Pauta do Congresso em ano eleitoral Antônio Augusto de Queiroz*

Com dois eventos em que o país literalmente para – Copa do Mundo e eleições –, a tendência do Congresso Nacional já a partir do mês de junho é deliberar pouco e evitar temas polêmicos. Isso interessa, sobremaneira, ao Poder Executivo, que está numa fase de profunda contenção do gasto público.

A

Câmara dos Deputados, que é a casa por onde se inicia a tramitação das proposições externas, entre as quais os projetos de lei em regime de urgência e as medidas provisórias, que trancam a pauta, é a que mais tem matérias pendentes de deliberação. Para complicar o quadro, a Câmara será mais afetada pelos eventos citados, especialmente a eleição de 2014, na qual será renovada a totalidade de sua composição, ao passo que o Senado renovará apenas um terço de suas cadeiras. A pauta da Câmara é ampla e inclui, além das medidas provisórias, uma série de proposições polêmicas, como o Código de Mineração, a reforma política, o orçamento impositivo, entre outras.
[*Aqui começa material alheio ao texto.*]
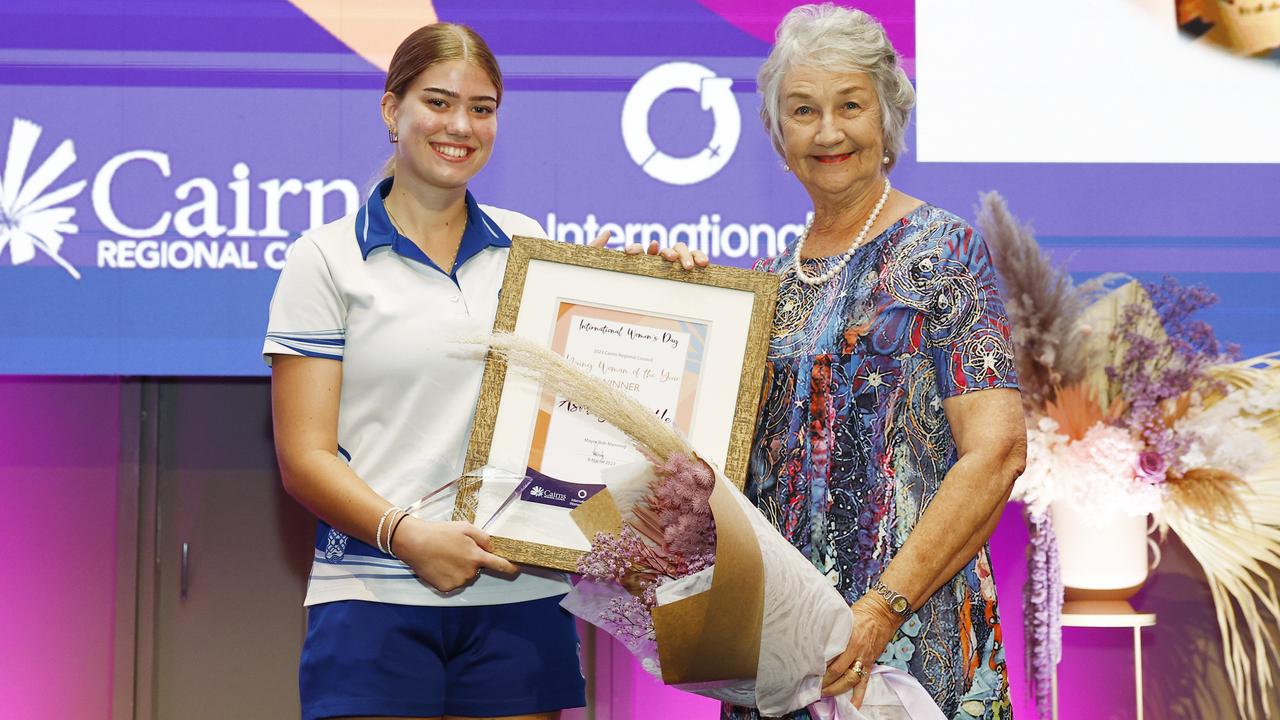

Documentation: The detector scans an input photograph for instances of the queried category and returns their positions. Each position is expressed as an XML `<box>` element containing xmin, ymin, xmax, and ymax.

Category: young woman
<box><xmin>262</xmin><ymin>23</ymin><xmax>584</xmax><ymax>720</ymax></box>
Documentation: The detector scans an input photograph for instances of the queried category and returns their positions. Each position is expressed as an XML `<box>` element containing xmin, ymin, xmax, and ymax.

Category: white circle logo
<box><xmin>622</xmin><ymin>63</ymin><xmax>742</xmax><ymax>184</ymax></box>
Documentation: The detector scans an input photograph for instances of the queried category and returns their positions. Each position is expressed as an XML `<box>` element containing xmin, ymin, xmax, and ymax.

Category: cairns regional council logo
<box><xmin>0</xmin><ymin>118</ymin><xmax>86</xmax><ymax>279</ymax></box>
<box><xmin>0</xmin><ymin>118</ymin><xmax>360</xmax><ymax>279</ymax></box>
<box><xmin>622</xmin><ymin>63</ymin><xmax>742</xmax><ymax>184</ymax></box>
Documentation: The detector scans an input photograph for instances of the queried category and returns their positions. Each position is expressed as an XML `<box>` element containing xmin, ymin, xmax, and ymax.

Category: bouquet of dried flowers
<box><xmin>472</xmin><ymin>334</ymin><xmax>942</xmax><ymax>720</ymax></box>
<box><xmin>978</xmin><ymin>192</ymin><xmax>1280</xmax><ymax>717</ymax></box>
Além desses temas, estão pendentes de votação matérias reclamadas durante as manifestações de junho de 2013, consideradas pauta bomba pelo governo, como a ficha limpa para os servidores públicos; a que torna a corrupção crime hediondo; a que determina a perda imediata do mandato de parlamentar condenado, em sentença definitiva, por improbidade administrativa ou crime contra a administração pública; a redução do número de suplentes de senadores, de dois para um; e o fim da aposentadoria para magistrados e membros do Ministério Público como forma de punição disciplinar. O Senado, por sua vez, além de priorizar os temas federativos, como o novo indexador das dívidas dos estados e municípios, e a modernização de alguns códigos – como o Penal, o Comercial e de Defesa do Consumidor –, deve pautar o projeto sobre passe livre nacional para estudantes e a Proposta de Emenda à Constituição (PEC)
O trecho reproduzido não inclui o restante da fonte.